PS: At first hours, I do not understand why it is stupid to N th power, we will address the physical as digital, digital computer is by a number of 0 or 1 free combination, and each one is either 0 either 1, only these two cases, it can be composed of an N-bit number N th power of 2 addresses the
8086CPU address bus is 20 (bits) , and therefore can be 104 to 8576 (1M) a memory unit address number, and registers and data bus are 16-bit , 16-bit corresponding to 6 5536 (64K), so that waste all sorts of memory space, ah, supposed to? So smart people had a whole address adder, an address adder doing manual labor is the 16-bit segment address by 16, why did it have to be 16? I let you do things: you put the numbers 68 left one is how much you tell me 680, yes, you put up 68 zeros behind is actually multiplied by 10, I let you put the hex 38H the left one just like you still do that later make up a 0 is 380H, but it is still multiplied by 10H, and 10H correspond here 16,1 decimal digit hexadecimal corresponds to four binary, the segment address is multiplied by a decimal 16, which is equivalent to the back of a 16-bit binary number complement a 4 0, wow this is not to make up a 20, avoiding the waste of memory, multiplied by 16 to get a complete first address (start address / foundation address), the first address as a start address plus a binary 16-bit offset address, the offset address is offset 0H ~ FFFFH (since the maximum 16-bit binary number is FFFFH), so that the maximum segment size is 64K ( FFFFH), we can later access memory space on the memory requires a logical segmentation based on.

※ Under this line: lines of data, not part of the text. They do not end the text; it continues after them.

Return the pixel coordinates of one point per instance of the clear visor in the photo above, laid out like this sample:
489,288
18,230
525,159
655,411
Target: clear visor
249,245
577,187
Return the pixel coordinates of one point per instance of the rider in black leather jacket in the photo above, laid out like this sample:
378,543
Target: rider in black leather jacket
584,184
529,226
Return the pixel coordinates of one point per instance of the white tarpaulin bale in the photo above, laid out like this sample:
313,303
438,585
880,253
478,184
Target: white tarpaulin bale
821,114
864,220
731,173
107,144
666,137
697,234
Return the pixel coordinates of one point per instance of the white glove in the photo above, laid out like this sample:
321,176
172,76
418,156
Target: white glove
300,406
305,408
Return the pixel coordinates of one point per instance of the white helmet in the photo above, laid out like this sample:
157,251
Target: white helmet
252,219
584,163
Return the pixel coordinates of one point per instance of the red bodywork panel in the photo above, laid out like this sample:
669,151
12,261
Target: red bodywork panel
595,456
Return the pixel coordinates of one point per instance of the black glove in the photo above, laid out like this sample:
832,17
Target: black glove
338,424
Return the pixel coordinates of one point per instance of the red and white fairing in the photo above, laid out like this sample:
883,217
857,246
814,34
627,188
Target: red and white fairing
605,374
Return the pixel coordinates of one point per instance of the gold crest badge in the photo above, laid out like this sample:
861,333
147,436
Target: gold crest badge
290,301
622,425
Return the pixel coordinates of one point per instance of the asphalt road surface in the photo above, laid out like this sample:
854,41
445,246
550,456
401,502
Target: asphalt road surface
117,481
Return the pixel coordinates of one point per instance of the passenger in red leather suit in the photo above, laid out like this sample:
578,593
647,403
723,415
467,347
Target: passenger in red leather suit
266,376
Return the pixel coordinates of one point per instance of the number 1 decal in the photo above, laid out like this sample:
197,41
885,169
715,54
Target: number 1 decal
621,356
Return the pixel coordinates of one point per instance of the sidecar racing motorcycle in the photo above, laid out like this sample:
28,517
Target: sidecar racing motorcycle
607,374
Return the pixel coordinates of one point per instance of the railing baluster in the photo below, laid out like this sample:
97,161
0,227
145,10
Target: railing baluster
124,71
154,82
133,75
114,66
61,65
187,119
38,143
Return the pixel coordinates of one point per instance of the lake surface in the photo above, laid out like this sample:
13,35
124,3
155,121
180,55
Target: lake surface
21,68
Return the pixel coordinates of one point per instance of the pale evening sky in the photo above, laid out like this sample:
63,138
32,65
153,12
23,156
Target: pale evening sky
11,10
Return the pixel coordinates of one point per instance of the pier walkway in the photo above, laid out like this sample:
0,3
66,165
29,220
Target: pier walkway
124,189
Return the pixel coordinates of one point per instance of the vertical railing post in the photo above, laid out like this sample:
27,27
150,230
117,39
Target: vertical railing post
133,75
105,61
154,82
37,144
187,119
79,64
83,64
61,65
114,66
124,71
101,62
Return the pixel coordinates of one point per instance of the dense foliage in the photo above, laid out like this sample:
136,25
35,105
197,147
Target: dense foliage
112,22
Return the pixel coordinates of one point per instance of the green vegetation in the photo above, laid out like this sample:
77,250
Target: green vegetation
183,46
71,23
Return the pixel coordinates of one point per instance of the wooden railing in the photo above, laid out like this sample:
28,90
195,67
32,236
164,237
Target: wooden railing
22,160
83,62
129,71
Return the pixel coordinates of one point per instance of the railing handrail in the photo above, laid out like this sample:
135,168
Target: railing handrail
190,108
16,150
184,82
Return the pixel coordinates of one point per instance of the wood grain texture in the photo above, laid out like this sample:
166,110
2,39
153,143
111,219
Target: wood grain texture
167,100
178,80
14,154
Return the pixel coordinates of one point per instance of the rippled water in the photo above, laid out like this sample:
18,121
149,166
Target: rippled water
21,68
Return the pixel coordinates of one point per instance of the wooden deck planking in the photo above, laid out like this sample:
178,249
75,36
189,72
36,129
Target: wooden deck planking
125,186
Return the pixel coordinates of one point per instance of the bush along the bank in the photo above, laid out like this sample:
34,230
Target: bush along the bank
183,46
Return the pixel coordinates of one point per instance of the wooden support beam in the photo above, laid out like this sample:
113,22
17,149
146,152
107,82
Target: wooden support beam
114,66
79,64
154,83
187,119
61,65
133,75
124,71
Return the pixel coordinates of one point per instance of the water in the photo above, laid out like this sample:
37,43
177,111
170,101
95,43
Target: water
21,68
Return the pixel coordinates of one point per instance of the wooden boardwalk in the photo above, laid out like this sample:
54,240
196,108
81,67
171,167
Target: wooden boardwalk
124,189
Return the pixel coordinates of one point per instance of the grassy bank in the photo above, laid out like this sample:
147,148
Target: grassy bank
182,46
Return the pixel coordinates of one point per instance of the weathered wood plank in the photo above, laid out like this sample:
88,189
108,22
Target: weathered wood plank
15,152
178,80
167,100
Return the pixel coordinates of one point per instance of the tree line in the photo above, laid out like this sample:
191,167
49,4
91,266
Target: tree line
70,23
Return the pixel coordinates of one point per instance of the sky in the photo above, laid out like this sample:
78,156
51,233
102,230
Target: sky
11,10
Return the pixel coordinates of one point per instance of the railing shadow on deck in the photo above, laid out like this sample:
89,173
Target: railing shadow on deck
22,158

Second, the segment address is a multiple of a 16 x16
A look at the title this is not bullshit you. . . Wang Shuang until you see the teacher "assembly language" detection point 2.2, deepened the understanding of this sentence
We do a minimum number, according to the formula it is easy to think, when the maximum offset address FFFFH time address SA is certainly the smallest ah
①SAx16+FFFFH=20000H
②SAx16=20000H-FFFFH=10001H
③SA=10001H/16(10H)=1000H
This is too simple, right, take a look at Baidu right answer, the answer ye Nani is 1001H, where's the ah? Am I wrong? ? ? Forget the good times are 1000H, ah, Editor's Note?

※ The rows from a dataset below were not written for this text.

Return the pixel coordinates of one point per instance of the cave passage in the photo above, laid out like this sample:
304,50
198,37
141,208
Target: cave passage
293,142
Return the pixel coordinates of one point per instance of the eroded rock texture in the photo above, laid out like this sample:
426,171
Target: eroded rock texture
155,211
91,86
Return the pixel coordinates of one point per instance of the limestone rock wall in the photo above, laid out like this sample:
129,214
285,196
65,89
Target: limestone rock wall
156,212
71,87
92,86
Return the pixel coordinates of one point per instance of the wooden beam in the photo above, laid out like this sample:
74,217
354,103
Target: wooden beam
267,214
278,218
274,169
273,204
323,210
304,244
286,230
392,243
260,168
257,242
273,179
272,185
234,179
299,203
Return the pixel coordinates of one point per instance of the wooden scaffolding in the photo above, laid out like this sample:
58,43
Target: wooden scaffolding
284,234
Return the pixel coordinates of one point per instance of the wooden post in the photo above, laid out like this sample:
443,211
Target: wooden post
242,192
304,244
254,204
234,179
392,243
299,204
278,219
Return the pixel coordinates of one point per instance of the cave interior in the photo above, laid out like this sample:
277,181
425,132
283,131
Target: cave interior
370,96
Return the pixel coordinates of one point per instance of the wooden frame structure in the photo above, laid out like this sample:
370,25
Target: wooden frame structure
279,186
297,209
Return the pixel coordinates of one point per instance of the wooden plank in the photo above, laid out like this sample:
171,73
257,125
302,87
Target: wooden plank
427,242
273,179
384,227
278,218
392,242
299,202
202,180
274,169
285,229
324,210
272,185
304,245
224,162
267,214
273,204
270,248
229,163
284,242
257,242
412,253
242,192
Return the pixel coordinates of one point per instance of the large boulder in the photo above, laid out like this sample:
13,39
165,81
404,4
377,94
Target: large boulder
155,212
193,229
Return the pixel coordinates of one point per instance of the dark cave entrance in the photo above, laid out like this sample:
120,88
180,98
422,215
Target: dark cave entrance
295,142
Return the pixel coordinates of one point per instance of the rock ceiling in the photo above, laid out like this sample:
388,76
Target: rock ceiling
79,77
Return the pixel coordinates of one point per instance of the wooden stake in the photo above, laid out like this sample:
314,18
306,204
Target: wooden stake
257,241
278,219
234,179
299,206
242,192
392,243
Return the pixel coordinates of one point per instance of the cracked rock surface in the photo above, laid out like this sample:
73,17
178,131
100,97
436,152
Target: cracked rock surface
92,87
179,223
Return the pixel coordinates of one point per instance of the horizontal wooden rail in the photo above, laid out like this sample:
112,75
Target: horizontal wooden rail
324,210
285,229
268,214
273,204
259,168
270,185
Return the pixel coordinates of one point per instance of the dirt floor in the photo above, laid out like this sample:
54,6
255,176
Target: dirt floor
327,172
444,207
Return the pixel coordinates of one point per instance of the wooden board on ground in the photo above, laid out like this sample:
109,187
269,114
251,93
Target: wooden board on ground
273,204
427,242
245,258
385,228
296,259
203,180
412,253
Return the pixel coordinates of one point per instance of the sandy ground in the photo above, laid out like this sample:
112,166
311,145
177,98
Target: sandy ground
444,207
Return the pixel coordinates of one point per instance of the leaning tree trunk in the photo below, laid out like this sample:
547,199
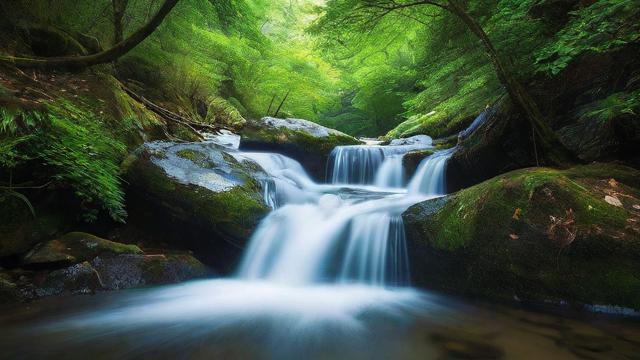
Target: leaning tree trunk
102,57
553,150
119,8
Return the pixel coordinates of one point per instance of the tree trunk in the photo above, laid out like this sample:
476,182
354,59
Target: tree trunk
102,57
553,150
119,8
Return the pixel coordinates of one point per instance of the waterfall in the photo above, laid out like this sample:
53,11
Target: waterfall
373,163
376,251
430,177
354,164
391,172
479,120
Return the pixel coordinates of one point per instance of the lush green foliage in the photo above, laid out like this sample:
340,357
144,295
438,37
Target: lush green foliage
74,148
430,62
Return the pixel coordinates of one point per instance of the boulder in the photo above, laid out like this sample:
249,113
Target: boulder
79,278
534,234
603,132
195,196
105,272
8,289
500,143
130,271
302,140
75,247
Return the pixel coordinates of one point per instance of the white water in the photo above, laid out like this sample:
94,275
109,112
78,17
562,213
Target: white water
328,260
373,164
430,177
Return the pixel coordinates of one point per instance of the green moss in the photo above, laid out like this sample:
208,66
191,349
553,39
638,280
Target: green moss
232,213
542,234
302,139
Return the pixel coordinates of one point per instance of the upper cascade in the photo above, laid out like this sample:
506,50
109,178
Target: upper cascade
360,164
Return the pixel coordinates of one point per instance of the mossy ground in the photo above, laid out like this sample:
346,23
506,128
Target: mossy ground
541,234
231,214
301,139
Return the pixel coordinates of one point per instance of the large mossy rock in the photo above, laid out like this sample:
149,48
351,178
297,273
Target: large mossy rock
302,140
105,272
535,234
195,196
75,247
501,143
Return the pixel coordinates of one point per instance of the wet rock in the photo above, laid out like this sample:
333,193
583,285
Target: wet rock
423,140
195,196
535,235
75,247
499,144
80,278
8,289
302,140
594,138
129,271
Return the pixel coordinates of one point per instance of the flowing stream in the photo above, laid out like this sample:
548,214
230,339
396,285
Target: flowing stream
325,276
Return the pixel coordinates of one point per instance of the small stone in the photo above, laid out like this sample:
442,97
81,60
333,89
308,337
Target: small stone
613,201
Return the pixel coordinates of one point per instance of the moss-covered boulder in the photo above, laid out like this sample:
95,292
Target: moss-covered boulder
104,272
500,142
535,234
195,196
75,247
303,140
130,271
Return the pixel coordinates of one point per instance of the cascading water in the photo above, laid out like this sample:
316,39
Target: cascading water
373,164
327,261
430,177
337,236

We note ② SAx16 = FFFFH = 20000H- 10001H , we look at a multiple of Title II, 10001H = 65537 is clearly not 16, ah, then we'll be replaced before use FFFF FFFF-1, FFFF-2, FFFF-3. .. until the test has been FFFF-F = 16 fold and when the correct answer FFF0H fits. However, doing so tired ah, one by one test, so fast approach is the other way round: I want to ensure that the first address is a multiple of 16, from the perspective of the hex is to ensure that the end was a 0,
Therefore 20000H -? = 0 is a number of end, with a back apparently FFF can be obtained with 0 corresponding to 0 at the end of subtraction 20000H end is a number of 0.
Summary: Memory in some memory cells can not as a segment of the first address (segment address x16), as a multiple of some of the physical address is not 16 (10H), but the segment address can be any address because it is multiplied by 16, whether the address is how much can be , I note here that the segment address is not the address in memory, because the segment address is a 16-bit physical memory address is 20, said earlier the first address (at offset 0 at) can be seen as the middle memory the starting physical address, this does not mean that the memory unit can not be done less than the first address of the access, since the physical address of a memory cell can have a variety of compositions in accordance with the address and the segment offset address to access it.
If wrong, please correct me comment, thank you!